Preferably, the antifoaming agent includes, but is not limited to, n-butanol, added in an amount of 0.3ml to 0.5 ml. And (4) after adding the defoaming agent, removing bubbles in vacuum under the condition that the vacuum degree is lower than 1Pa to obtain the final ceramic slurry.
Further optionally, in step S12, the adding amount of the catalyst is 0.1 wt% to 0.2 wt%, and the adding amount of the initiator is 0.1 wt% to 0.3 wt%; the reaction temperature is 30-60 ℃.
Preferably, the catalyst includes, but is not limited to, tetramethylethylenediamine, sodium hexametaphosphate, and the like, and the initiator includes, but is not limited to, ammonium persulfate, span, and the like.

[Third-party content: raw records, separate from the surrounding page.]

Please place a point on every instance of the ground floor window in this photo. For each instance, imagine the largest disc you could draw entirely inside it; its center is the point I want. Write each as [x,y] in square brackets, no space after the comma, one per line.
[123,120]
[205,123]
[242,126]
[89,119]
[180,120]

When preparing ceramic polymer colloid, adding catalyst and initiator (ammonium persulfate) into the obtained ceramic slurry, stirring, and pouring into a final mould, placing the mould in an air environment of 30-60 deg.C, and under the action of catalyst and initiator to obtain the polymer colloid.
Preferably, in step S13, the ceramic polymer colloid may be dried at a low temperature (e.g. 60 ℃) for 12 hours, and then removed from the mold to obtain a green body with a certain strength; and then carrying out glue discharging treatment on the green body in the air, and burning off organic substances in the green body, thereby obtaining the green body with certain strength and a complex structure.
Further optionally, in step S13, the glue discharging process is method (i) or method (ii) or method (iii);
method (i): placing the colloid in a muffle furnace for glue discharging, heating to 200-250 ℃ at a heating rate of 0.3-1 ℃/min, preserving heat for 30-60 min, heating to 550-650 ℃ at a heating rate of 0.5-1.5 ℃/min, preserving heat for 1-2 h, and cooling along with the furnace to obtain a green body;
method (ii): placing the colloid in a tube furnace, heating to 200-250 ℃ at a heating rate of 0.3-1 ℃/min, keeping the temperature for 30-60 min, introducing air into one side of the tube furnace at the same time, wherein the gas flow of the air is 200-300 ml/min, heating to 550-650 ℃ at a heating rate of 0.5-1.5 ℃/min, keeping the temperature for 1-2 h, and cooling along with the furnace to obtain a green body;
method (iii): carrying out high-temperature organic matter cracking in a vacuum furnace, placing the colloid in the vacuum furnace, heating to 500-550 ℃ at a heating rate of 0.5-1.5 ℃/min, preserving heat for 1.5-3 h, and then cooling along with the furnace; and then placing the cracked green body in a muffle furnace, heating to 600-650 ℃ at a heating rate of 0.5-1.5 ℃/min, preserving heat for 2-4h to discharge residual carbon after cracking, and then cooling to room temperature along with the furnace to obtain the green body.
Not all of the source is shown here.